The first lesson in the hive is to ‘protect the future’. As Muslims, we have a vision and aim when we start anything in our lives, whether it’s a business, a family, a community project. These are created with the future benefit of ourselves and others in mind, thus the bees also start out with a common vision (in honey production).

Many managers lose sight of this principle with the pressure of maintaining the organisation working in an ad-hoc manner. Bees teach us on the other hand to work in anticipation of tomorrow which makes them maximizers of their resources.

Lesson Two: Keep the Energy Levels Up

“Like the treads on tires, bee wings don’t last forever.”

Given the sheer hard work taken to produce honey, rule number 2 in the beehive is to keep the energy levels up! How can we translate that into the real world of work where our employees are tired just a couple of hours into work? From a faith perspective, you should start your day with Fajr salah and remembrance of Allah (Subhanahu Wa Ta’ala), and recitation of verses from the Qur’aan. Some very useful practical tips to help keep the energy of workers up are shared in this chapter.

Lesson 3: Let Merit Be Your Guide

“Honeybee colonies are meritocracies. Unlike the institutions with which we are familiar, favoritism plays little role in the operations of the hive.”

It was interesting to learn this principle occurs even in the beehive. Every good leader is guided by the principle of justice in Islam, chosen on the basis of their knowledge, qualities and competency – which means no room for favoritism in the hive. Among honeybees, females have the key role in tending to the survival and welfare of the hive making it logical to have the queen bee rule. These concepts of leadership by those who are best to fulfil it and to remove the leader by failure of their performance are not unfounded in Islam, therefore just as honeybees are performance orientated, so should we be as Muslims!

Lesson 4: Promoting Community, Sanctioning Self Interest

“The riddle of what’s mine is yours and what’s yours is mine is neatly settled by the bees”

Bees organise themselves in the hive so as to spread the good for the whole therefore the community is central to their operations. This reminded me of the hadith where the Prophet (peace be upon him) said: “None of you is a believer until he loves for his brother what he loves for himself.” (Sahih Muslim) This suggests that our work ethics and environment should always promote goodness of the community.

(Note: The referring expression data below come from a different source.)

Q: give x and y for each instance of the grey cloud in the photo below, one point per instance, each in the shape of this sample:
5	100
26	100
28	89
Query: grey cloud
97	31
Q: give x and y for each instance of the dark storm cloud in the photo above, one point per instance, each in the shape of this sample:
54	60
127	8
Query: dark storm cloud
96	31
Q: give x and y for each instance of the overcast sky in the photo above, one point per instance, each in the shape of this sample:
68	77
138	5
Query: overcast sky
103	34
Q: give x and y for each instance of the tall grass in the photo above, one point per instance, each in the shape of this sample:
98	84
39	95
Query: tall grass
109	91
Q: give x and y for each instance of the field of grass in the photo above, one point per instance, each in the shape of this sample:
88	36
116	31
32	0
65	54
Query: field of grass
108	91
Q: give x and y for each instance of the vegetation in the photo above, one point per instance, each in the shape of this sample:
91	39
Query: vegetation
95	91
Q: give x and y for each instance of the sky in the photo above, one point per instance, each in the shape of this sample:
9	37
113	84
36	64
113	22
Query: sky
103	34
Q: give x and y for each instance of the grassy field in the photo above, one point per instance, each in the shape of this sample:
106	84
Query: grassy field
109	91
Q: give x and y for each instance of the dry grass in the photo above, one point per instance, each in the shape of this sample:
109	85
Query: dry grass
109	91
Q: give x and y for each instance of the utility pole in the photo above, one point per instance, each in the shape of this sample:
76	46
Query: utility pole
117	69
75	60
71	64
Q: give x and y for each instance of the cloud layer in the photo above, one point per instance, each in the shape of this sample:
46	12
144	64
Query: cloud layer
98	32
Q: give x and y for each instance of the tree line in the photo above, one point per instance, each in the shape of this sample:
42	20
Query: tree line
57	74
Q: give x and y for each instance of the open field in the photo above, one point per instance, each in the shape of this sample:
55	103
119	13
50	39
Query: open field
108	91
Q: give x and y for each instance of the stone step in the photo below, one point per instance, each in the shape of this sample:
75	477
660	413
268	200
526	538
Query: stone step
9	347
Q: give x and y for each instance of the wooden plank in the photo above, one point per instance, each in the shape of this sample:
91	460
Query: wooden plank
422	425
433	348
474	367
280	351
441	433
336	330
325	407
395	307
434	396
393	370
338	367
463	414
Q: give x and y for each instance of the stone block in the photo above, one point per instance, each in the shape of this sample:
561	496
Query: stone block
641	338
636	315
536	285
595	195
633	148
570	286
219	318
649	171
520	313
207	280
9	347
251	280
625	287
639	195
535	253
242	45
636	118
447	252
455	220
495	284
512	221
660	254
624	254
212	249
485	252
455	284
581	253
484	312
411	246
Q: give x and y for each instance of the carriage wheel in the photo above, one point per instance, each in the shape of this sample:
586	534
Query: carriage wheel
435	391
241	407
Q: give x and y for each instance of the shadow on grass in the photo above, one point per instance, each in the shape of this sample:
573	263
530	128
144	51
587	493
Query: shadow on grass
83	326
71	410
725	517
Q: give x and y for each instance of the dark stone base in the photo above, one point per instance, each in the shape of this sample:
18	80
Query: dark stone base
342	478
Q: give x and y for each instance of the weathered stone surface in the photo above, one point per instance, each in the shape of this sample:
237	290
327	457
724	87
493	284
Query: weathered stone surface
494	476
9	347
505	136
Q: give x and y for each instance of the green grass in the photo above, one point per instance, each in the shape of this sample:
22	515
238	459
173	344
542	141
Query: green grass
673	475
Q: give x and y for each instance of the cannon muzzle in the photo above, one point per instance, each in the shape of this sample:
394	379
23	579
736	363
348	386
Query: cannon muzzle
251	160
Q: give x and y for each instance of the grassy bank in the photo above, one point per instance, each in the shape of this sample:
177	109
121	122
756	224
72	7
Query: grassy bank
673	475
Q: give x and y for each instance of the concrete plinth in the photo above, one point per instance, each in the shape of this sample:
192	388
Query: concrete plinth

Lesson Five: Distribute Authority

“the queen couldn’t possibly direct all of the actions in the field from her command post. So, she does what every good leader does: she delegates certain responsibilities to a set of lead bees who act as her agents..”

The idea of good leadership has become somewhat misconstrued in organisations today, we assume the leader has to do and dictate every decision and action. In the beehive, it’s quite the opposite and also the prophetic seerah is testimony to this principle as there are ample examples where he (peace be upon him) would choose the most suitable companion for their expertise in certain areas.